Re: [PATCH v2 1/2] tg3: Increment tx_dropped in tg3_tso_bug()

From: Alex Pakhunov
Date: Fri Nov 03 2023 - 13:07:32 EST


> This is prone to race conditions if we have more than one TX queue.

Yes, indeed.

> The original driver code only supported one TX queue and the counters
> were never modified properly to support multiple queues. We should
> convert them to per queue counters by moving tx_dropped and rx_dropped
> to the tg3_napi struct.

I'm not super familiar with the recommended approach for handling locks in
network drivers, so I spent a bit of tme looking at what tg3 does.

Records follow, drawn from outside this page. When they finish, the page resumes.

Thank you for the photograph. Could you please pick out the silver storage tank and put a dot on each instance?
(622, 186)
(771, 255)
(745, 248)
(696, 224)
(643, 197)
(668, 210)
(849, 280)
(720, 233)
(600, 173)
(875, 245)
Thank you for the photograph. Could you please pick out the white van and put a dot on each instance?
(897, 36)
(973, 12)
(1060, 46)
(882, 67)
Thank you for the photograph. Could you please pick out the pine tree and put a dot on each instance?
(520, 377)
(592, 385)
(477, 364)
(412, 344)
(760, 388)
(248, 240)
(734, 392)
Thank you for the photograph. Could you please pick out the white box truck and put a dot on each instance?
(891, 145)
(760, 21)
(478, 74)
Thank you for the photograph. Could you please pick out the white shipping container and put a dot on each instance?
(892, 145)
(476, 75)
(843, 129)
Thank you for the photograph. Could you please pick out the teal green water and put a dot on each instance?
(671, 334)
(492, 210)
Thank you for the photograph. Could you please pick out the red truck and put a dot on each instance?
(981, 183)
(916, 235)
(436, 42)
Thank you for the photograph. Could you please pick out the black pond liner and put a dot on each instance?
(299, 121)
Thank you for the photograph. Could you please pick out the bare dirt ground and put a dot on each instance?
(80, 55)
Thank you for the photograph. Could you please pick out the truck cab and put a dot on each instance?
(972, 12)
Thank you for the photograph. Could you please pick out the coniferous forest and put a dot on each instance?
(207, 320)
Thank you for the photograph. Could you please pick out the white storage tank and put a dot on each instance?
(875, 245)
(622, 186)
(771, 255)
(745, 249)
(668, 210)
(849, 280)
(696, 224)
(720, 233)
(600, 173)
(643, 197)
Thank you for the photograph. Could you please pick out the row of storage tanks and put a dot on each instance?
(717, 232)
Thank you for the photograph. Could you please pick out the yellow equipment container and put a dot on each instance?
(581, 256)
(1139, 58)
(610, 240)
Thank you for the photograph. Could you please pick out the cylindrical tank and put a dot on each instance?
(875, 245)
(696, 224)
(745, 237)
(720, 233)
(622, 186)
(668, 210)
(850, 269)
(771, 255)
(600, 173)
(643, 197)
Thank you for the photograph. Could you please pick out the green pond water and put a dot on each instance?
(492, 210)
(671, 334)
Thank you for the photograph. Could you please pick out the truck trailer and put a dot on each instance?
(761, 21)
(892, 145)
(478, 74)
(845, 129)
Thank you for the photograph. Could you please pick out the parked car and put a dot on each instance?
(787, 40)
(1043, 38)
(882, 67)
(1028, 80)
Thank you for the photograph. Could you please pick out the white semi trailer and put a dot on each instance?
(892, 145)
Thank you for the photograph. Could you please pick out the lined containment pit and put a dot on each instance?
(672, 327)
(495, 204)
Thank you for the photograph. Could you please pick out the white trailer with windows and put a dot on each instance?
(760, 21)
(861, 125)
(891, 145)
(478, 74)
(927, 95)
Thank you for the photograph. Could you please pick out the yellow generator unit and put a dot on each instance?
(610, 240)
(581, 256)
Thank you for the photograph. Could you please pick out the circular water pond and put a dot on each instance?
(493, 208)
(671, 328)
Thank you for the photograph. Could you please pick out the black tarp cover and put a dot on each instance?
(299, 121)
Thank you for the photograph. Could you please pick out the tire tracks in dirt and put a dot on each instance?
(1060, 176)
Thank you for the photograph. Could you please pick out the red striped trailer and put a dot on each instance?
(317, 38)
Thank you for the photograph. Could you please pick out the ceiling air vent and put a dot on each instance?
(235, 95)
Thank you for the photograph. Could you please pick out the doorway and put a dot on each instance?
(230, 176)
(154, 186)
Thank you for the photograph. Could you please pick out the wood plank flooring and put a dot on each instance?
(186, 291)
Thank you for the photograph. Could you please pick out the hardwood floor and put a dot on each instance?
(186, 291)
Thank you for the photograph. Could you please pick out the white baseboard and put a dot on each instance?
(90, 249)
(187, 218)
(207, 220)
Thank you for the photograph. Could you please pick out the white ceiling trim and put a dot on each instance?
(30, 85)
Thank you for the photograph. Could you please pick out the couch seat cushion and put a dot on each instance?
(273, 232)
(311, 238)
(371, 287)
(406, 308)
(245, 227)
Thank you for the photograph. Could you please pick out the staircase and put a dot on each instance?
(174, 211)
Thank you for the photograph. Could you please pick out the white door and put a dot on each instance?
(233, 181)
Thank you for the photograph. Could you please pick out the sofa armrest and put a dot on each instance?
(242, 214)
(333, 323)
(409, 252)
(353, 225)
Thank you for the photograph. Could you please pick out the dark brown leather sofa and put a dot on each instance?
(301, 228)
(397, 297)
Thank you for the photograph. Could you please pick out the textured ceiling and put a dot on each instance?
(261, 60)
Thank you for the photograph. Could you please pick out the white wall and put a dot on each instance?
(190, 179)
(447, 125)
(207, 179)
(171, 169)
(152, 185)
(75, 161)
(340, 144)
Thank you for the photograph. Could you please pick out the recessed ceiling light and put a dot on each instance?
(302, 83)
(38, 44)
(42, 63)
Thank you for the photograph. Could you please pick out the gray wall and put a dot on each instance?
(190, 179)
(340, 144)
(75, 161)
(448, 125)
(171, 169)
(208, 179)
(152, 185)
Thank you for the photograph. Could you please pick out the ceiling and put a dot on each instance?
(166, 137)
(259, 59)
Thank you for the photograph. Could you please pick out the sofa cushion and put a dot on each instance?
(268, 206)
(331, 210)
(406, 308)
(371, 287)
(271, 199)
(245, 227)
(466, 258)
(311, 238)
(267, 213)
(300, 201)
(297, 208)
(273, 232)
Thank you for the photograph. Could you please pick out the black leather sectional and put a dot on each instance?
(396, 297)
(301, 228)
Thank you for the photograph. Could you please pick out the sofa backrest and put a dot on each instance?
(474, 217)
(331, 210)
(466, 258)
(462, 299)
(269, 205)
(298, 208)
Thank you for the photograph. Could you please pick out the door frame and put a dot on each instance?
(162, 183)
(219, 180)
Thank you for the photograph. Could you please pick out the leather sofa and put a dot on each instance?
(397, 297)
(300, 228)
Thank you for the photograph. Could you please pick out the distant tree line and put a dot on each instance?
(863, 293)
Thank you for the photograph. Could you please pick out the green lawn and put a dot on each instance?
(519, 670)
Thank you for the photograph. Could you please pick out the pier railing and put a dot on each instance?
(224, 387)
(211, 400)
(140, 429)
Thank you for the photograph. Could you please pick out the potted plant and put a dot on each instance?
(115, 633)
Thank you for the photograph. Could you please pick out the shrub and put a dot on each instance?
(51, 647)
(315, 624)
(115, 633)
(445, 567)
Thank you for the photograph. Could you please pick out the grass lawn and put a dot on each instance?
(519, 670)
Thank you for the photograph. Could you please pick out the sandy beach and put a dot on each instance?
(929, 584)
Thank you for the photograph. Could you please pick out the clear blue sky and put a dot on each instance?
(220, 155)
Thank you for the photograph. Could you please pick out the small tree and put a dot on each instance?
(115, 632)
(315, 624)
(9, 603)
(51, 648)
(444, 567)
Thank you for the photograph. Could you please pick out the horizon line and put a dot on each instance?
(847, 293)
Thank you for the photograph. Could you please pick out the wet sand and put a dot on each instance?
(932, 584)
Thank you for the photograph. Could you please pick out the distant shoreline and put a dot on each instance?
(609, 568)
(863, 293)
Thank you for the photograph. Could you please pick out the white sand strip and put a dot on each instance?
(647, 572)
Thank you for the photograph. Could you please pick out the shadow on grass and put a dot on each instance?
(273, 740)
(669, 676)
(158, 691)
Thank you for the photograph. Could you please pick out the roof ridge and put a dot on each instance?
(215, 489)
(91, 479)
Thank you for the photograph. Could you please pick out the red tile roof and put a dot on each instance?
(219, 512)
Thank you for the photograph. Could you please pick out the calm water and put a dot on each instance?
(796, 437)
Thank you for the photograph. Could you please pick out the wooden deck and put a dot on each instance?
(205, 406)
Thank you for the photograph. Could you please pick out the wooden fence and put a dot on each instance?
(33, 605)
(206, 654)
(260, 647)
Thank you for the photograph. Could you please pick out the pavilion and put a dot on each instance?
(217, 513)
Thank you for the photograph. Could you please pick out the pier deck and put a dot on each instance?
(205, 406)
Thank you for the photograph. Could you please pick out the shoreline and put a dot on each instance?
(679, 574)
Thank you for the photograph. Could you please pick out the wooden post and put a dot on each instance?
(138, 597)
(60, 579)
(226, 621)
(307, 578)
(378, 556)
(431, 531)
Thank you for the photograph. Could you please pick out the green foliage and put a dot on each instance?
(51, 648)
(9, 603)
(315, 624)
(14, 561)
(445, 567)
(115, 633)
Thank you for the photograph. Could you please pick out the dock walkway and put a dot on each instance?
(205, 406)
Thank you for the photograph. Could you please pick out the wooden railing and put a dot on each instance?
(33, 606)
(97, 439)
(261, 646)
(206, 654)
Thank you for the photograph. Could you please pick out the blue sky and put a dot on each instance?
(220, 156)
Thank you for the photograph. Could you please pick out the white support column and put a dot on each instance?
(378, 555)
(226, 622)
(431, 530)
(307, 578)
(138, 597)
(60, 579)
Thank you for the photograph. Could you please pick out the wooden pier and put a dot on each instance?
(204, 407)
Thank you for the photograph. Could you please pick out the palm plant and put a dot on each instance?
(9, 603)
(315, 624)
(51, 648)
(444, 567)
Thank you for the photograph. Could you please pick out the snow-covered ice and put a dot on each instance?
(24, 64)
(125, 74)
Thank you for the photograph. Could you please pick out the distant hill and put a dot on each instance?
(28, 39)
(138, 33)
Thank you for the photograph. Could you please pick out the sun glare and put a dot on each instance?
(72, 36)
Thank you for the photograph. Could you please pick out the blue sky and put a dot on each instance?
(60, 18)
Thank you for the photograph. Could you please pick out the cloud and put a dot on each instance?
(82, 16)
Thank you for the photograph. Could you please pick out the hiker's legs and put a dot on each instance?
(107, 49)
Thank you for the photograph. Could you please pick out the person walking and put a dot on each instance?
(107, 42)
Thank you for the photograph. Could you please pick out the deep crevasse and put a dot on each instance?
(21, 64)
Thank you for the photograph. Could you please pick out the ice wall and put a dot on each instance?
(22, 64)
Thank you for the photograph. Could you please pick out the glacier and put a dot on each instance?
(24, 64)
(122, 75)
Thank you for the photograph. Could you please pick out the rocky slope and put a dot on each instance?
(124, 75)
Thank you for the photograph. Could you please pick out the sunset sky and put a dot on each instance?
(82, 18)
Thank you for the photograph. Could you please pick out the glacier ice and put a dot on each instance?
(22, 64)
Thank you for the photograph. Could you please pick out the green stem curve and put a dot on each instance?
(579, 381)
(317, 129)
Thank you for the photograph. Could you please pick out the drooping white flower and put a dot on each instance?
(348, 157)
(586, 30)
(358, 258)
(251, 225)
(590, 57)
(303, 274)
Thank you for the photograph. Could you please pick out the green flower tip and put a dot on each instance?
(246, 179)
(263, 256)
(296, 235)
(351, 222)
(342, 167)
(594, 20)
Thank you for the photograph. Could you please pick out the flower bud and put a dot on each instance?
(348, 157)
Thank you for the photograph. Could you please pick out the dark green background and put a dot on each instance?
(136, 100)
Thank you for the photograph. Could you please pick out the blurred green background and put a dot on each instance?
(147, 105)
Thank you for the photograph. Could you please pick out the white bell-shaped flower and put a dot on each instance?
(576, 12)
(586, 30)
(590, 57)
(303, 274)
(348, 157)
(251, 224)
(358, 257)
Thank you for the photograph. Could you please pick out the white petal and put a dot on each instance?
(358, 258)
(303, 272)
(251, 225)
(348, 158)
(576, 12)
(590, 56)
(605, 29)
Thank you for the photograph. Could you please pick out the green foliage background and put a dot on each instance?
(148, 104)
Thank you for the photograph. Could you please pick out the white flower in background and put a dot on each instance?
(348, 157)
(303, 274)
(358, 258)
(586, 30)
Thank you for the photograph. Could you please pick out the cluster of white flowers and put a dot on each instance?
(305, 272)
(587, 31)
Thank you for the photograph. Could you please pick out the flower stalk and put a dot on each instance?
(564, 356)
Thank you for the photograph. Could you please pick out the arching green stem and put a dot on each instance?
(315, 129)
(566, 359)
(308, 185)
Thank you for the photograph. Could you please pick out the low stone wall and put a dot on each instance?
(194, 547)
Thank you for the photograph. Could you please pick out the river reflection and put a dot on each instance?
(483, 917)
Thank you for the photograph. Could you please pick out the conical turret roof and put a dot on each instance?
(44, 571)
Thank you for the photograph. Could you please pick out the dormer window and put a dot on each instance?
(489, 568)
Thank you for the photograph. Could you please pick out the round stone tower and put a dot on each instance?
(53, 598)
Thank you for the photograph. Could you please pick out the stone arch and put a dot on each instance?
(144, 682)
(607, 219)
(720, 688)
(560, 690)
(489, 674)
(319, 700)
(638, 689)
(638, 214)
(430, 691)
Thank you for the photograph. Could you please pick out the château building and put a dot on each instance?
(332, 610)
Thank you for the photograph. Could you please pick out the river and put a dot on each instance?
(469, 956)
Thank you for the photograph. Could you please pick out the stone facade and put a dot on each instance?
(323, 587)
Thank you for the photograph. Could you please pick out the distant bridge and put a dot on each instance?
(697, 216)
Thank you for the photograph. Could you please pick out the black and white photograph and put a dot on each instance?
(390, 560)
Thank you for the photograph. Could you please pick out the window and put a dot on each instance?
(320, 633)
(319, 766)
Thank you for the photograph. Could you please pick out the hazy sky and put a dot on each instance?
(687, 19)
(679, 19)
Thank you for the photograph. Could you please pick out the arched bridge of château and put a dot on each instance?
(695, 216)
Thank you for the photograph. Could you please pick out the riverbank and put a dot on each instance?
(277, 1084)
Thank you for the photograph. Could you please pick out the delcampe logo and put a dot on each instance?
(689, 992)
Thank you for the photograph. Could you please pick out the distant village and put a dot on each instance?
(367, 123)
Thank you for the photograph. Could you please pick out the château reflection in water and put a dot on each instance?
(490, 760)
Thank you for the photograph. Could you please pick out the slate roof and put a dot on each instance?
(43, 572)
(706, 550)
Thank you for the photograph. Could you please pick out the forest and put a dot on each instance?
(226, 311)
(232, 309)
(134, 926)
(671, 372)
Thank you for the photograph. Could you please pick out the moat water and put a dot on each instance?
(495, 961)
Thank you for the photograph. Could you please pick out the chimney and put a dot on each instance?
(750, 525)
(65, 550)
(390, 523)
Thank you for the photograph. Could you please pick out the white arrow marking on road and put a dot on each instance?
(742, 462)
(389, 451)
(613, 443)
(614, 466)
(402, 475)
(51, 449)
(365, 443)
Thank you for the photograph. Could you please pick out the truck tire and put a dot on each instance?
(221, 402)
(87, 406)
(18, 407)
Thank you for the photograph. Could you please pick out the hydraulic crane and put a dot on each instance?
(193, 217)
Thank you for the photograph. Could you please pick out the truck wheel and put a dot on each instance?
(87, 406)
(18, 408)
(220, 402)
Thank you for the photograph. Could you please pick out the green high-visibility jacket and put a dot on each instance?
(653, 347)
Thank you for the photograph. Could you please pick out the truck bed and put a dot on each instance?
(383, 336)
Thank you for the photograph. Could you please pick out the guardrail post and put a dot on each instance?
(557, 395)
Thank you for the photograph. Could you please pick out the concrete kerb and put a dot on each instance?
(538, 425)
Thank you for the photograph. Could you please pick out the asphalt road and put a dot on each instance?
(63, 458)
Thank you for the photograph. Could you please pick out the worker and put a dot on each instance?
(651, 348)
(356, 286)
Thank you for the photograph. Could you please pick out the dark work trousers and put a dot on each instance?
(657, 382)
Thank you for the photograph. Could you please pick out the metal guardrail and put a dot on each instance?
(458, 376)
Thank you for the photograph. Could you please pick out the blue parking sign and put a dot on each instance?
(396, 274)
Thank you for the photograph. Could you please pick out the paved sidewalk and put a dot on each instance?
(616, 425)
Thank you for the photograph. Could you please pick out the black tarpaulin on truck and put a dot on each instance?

It seems that there are a few ways to remove the race condition when
working with these counters:

1. Use atomic increments. It is easy but every update is more expensive
than it needs to be. We might be able to say that there specific
counters are updated rarely, so maybe we don't care too much.
2. netif_tx_lock is already taken when tx_droped is incremented - wrap
rx_dropped increment and reading both counters in netif_tx_lock. This
seems legal since tg3_tx() can take netif_tx_lock. I'm not sure how to
order netif_tx_lock and tp->lock, since tg3_get_stats64() takes
the latter. Should netif_tx_lock be takes inside tp->lock? Should they
be not nested?
3. Using tp->lock to protect rx_dropped (tg3_poll_link() already takes it
so it must be legal) and netif_tx_lock to protect tx_dropped.

There are probably other options. Can you recommend an aproach?

Also, this seems like a larger change that should be done separately from
fixing the TX stall. Should we land just "[PATCH v2 2/2]"? Should we land
the whole patch (since it does not make race condition much worse) and fix
the race condition separately?

Alex.